Aspek Hukum yang Mengikat Saat Jokowi akan Memindahkan Ibu Kota
Ilustrasi Monas. FOTO/iStockphoto

tirto.id - Rencana pemindahan ibu kota kian serius diperbincangkan. Presiden Joko Widodo melalui akun Instagram-nya, pada Kamis (8/8) sudah menyebut calon lokasi ibu kota baru, dengan pilihan yang mengerucut ke tiga provinsi: bisa di Kalimantan Tengah, Timur, atau Selatan.

“Segala aspek dalam proses pemindahan itu—skema pembiayaan, desain kelembagaan, payung hukum regulasi mengenai pemindahan ibu kota—sedang dikaji secara mendalam dan detail, sehingga keputusan nanti benar dalam visi ke depan kita,” tegas Jokowi.
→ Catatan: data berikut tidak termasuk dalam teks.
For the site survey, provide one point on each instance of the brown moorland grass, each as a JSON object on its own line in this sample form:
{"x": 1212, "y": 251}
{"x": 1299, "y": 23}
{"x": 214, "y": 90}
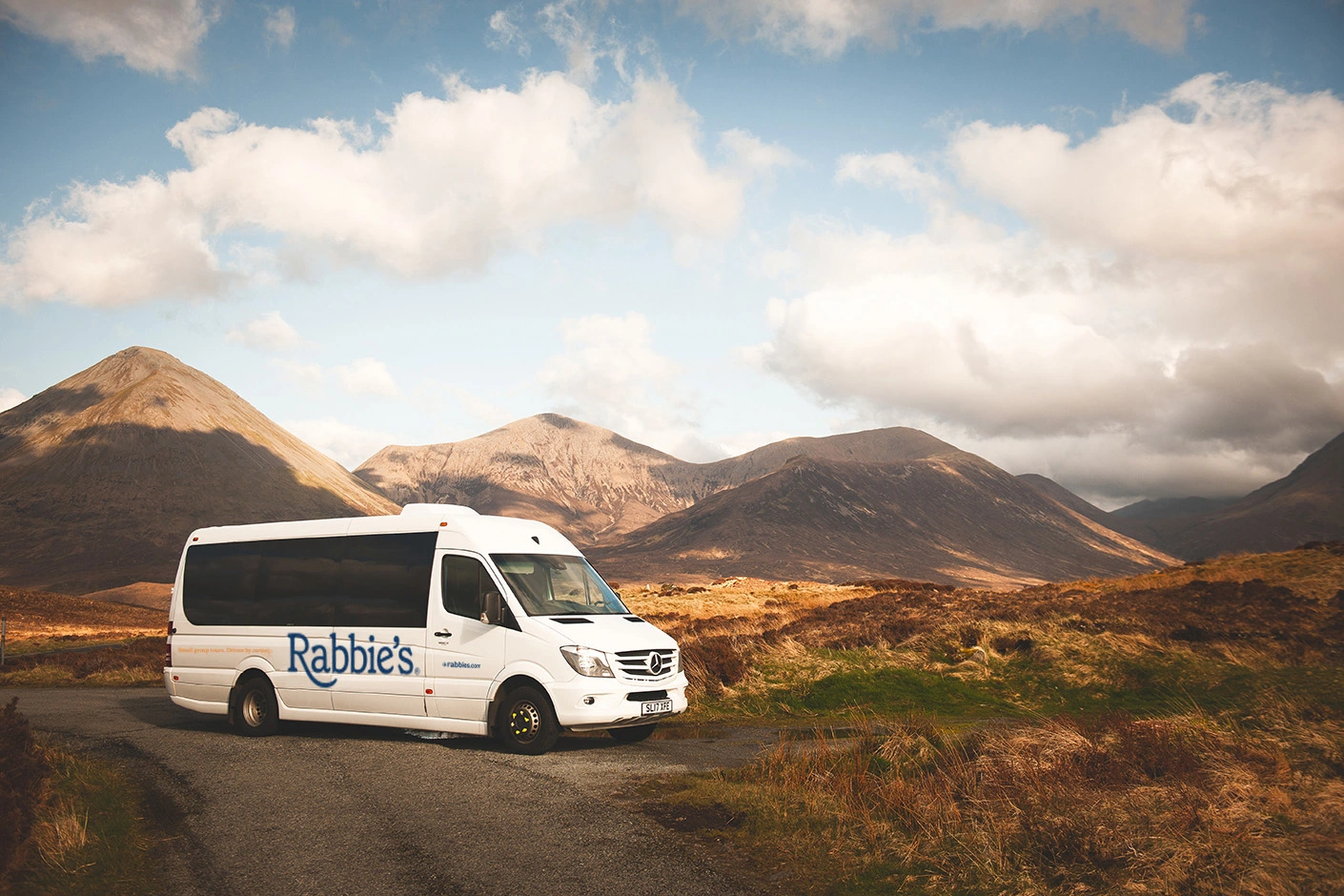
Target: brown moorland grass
{"x": 1199, "y": 632}
{"x": 49, "y": 636}
{"x": 1102, "y": 804}
{"x": 69, "y": 824}
{"x": 1176, "y": 732}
Di era pemerintahan Jokowi, rencana pemindahan ibu kota telah digodok sejak akhir April silam. Dalam rapat terbatas bertajuk "Tindak Lanjut Rencana Pemindahan Ibu Kota", Jokowi menyatakan pemindahan ibu kota merupakan bagian dari "kepentingan yang lebih besar untuk bangsa" dan upaya "menyongsong kompetisi global".

Mulanya, Menteri Badan Perencanaan Pembangunan Nasional (Bappenas), Bambang Brodjonegoro menyatakan terdapat tiga alternatif terkait pemindahan ibu kota. Pertama, ibu kota tetap di Jakarta tetapi dibentuk distrik pemerintahan, yang lokasinya berada di sekitaran Monumen Nasional (Monas) dan Istana Negara. Distrik pemerintahan ini merupakan tempat berkumpulnya kantor-kantor pemerintah, khususnya kementerian dan lembaga. Kedua, pusat pemerintahan dipindah ke luar Jakarta dengan radius 50-70 kilometer dari Jakarta. Ketiga, ibu kota pemerintahan pindah ke luar Jawa.

Kekuasaan yang Melekat

Lewat unggahan yang sama, Jokowi mengatakan bahwa keputusan memindahkan ibu kota diambil dalam kapasitasnya sebagai kepala negara, bukan kepala pemerintahan.

“Dalam memutuskan pemindahan ibu kota ini, posisi saya bukan sebagai kepala pemerintahan tetapi sebagai kepala negara. Kita harus melihat visi besar berbangsa dan bernegara untuk 10 tahun, 50 tahun, dan 100 tahun yang akan datang,” terang presiden kelahiran Solo ini.

Pernyataan Jokowi di atas bisa dibaca sebagai penegasan atas legitimasinya selaku pemimpin negara sesuai amanat Undang-Undang 1945. Di Indonesia, karena pemerintahan menganut sistem presidensial, jabatan presiden tak sekadar kepala negara, melainkan juga kepala eksekutif.

Michael Genovese dalam bukunya berjudul The Presidency and the Challenge of Democracy (2006) menjelaskan dalam menjalankan pemerintahan negara, kekuasaan presiden akan terus berkembang: bukan sekadar kekuasaan yang tercantum secara eksplisit di konstitusi. Karena, pada hakikatnya, yang tertulis di konstitusi tak cukup jelas memberikan batasan terhadap kekuasaan yang dimiliki presiden.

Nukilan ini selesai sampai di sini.